Steve

Something is "up," question is, what and what do you want to do about it?

We face many dilemmas in our treatment decision making:

When, too soon, too late...and what are the risk versus benefits...
What, too little, too much...mono, doublet, triplet...
With what - ADT, which agent, ARI, which one, radiation, where, which type, which machine...
How long 6, 12, 18, 24 months, or more?

Kind of hurts one's head trying to make a decision.

Here's an example of a choice - https://www.urotoday.com/component/content/article/2662-library-resources/esmo-2024-quick-takes-library-resources/155692-esmo-2024-quick-take-insights-a-focus-on-aranote.html

You could choose to do doublet therapy now, an ADT + ARI for a defined period, come off treatment and monitor. If so, have decision criteria about coming off treatment, did your PSA drop to undetectable in the first three months (or six) and stay there? If yes, then you may be an early responder which may portend a longer progression free survival (I am...).

Given the clinical data you describe, I don't see triplet therapy in play, no need for chemotherapy as it doesn't seem to benefit low volume MHSPC.

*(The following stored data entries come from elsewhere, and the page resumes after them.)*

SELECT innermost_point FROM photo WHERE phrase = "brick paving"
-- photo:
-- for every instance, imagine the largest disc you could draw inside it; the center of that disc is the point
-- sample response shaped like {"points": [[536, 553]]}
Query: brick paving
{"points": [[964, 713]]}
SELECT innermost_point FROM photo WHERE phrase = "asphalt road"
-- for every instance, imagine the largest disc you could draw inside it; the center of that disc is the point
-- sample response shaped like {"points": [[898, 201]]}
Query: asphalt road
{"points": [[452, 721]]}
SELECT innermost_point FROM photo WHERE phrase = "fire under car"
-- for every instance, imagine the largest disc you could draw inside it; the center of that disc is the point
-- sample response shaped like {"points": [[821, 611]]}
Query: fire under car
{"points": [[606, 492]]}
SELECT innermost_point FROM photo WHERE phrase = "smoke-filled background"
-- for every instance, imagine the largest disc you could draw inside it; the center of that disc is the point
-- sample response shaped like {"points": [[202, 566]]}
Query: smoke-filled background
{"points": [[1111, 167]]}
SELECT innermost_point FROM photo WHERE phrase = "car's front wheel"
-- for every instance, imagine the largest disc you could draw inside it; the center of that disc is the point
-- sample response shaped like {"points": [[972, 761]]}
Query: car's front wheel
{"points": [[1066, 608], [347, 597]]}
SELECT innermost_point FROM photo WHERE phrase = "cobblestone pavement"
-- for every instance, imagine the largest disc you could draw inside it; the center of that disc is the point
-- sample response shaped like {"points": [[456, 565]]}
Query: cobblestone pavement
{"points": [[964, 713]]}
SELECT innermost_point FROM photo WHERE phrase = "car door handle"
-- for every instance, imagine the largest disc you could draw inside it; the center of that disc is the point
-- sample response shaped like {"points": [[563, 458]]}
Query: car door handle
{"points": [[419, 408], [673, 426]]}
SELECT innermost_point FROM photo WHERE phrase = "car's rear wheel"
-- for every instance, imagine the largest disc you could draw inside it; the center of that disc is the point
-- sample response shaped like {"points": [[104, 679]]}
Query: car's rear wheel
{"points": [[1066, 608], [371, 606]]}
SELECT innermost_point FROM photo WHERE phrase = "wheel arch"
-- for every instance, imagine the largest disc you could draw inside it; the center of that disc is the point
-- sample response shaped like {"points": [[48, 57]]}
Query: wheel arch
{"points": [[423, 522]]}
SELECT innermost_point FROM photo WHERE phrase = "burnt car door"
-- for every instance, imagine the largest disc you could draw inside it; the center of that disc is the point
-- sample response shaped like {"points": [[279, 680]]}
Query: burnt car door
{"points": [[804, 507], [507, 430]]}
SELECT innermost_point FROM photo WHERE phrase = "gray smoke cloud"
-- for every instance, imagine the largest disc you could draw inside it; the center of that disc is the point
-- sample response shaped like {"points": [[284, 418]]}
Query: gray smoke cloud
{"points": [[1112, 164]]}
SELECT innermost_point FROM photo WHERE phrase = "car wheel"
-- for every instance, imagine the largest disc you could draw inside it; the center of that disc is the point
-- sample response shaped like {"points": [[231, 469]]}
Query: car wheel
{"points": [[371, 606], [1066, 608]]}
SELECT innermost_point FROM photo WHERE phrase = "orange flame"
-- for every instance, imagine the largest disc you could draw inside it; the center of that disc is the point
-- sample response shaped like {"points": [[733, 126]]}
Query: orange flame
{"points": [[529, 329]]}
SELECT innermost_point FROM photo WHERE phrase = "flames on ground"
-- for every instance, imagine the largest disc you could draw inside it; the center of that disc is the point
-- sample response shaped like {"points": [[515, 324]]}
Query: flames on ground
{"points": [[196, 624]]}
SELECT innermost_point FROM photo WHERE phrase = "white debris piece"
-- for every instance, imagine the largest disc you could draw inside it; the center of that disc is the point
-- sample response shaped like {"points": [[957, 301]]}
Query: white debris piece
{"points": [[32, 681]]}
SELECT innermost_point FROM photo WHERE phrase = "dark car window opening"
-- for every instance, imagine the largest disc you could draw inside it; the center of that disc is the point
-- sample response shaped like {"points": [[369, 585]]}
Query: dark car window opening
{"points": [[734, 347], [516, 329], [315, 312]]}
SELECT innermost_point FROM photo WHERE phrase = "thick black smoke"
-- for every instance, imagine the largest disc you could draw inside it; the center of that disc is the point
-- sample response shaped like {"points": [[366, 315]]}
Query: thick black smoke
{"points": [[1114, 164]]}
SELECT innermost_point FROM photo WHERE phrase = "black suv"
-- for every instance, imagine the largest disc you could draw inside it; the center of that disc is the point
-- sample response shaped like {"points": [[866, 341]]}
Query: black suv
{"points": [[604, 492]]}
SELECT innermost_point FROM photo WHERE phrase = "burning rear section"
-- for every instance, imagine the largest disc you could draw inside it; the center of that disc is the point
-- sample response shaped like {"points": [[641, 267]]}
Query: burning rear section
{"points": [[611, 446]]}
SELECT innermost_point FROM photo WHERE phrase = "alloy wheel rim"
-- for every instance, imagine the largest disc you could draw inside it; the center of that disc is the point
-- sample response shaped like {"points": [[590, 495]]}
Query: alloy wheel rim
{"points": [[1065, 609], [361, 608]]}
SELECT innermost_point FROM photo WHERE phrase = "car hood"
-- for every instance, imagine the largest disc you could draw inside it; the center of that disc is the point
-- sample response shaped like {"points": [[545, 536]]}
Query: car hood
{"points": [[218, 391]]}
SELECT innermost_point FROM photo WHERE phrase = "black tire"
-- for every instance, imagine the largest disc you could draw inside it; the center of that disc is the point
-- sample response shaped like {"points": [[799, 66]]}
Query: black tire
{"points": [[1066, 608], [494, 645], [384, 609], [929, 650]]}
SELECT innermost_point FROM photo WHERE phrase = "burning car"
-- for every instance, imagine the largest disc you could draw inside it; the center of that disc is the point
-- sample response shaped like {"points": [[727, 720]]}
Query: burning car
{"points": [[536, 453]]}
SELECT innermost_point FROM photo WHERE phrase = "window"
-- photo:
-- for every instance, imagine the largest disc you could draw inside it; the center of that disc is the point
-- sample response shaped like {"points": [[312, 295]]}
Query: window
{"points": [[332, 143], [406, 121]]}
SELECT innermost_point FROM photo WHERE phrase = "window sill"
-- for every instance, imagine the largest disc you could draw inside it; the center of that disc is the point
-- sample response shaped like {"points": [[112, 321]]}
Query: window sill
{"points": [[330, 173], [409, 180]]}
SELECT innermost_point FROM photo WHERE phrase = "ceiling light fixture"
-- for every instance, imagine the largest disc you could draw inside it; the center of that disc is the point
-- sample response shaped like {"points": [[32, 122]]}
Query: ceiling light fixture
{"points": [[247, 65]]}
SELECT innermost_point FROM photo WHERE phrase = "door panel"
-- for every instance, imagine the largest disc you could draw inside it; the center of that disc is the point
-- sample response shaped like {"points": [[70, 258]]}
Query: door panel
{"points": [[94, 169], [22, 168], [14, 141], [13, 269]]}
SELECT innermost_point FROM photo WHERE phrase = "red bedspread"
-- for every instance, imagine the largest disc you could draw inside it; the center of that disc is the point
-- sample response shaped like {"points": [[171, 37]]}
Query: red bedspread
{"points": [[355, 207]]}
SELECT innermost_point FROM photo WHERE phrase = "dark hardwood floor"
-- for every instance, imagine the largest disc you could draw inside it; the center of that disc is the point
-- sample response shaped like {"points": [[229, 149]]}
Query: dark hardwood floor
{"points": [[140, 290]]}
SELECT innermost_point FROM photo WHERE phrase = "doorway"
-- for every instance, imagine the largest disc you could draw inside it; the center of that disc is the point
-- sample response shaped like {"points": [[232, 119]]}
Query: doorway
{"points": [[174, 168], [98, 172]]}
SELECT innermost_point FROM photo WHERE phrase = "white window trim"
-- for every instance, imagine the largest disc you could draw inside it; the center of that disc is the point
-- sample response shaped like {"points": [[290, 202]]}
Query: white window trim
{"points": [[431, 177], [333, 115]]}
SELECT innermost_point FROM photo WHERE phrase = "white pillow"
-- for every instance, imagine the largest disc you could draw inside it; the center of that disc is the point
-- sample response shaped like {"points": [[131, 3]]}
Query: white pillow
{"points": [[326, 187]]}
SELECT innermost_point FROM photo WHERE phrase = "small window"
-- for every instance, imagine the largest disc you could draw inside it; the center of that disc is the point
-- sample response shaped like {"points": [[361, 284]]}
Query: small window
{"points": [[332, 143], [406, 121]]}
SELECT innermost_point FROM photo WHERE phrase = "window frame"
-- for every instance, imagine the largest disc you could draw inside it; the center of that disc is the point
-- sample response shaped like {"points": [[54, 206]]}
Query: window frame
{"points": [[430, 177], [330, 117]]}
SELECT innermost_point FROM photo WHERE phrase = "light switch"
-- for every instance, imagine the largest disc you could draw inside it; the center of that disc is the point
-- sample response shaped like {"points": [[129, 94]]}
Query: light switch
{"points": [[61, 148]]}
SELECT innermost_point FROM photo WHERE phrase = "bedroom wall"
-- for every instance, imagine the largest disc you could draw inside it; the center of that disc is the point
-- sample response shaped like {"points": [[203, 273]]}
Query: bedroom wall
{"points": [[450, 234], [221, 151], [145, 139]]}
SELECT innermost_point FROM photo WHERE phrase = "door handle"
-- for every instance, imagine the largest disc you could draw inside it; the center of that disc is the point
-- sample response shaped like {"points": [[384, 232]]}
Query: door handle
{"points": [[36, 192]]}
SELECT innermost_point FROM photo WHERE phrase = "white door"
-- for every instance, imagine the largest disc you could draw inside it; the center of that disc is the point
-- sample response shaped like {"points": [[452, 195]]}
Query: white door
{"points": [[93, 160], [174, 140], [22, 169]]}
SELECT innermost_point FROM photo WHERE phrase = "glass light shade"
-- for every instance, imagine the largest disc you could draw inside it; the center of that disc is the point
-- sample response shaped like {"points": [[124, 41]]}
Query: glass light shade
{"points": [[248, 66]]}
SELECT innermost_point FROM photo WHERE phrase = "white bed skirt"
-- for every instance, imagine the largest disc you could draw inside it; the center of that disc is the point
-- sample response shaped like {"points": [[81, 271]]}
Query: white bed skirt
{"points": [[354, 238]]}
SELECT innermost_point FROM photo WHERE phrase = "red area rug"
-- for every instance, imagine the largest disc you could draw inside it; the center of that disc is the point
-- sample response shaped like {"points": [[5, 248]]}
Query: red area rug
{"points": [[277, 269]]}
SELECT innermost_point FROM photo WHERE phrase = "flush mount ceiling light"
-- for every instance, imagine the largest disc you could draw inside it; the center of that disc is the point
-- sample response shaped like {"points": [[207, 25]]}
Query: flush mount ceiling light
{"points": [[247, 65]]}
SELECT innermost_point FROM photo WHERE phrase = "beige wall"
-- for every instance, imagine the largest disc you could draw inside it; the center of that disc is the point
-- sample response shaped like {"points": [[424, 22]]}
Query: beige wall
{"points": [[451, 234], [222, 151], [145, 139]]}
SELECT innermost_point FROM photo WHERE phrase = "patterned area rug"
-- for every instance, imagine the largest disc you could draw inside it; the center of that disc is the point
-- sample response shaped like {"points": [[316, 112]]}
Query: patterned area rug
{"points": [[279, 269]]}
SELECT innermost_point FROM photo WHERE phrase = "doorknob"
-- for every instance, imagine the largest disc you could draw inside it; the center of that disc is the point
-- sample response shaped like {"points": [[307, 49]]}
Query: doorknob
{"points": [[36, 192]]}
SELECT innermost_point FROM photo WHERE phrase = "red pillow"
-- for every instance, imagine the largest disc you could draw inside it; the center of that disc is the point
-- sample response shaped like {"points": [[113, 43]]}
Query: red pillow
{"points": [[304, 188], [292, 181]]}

As to radiation, surprised your medical time pulled the trigger on imaging at that PSA as it's less than 37% statistical probability of showing where the PCa is. More and more I see people imaging between .5-1.0, I did, it located the recurrence. So, you can wait, if the PSA continues to rise, image again (assuming no issues with insurance) and if it shows where the PCa is, can inform your decision on radiation. You could also just go the nuclear option with radiation and do the prostate bed and whole pelvic lymph node system, they have standard "templates" for that (I liken it smart versus dumb bombs,,). I've had radiation three times, SRT to the prostate bed, WPLN, and SBRT., 69 treatments, 155 Gya, zero side effects. I have an excellent radiologist, and the planning software and delivery systems are advanced. The SRT was done without imaging, the other two were based on imaging, guess which one wasn't successful...!?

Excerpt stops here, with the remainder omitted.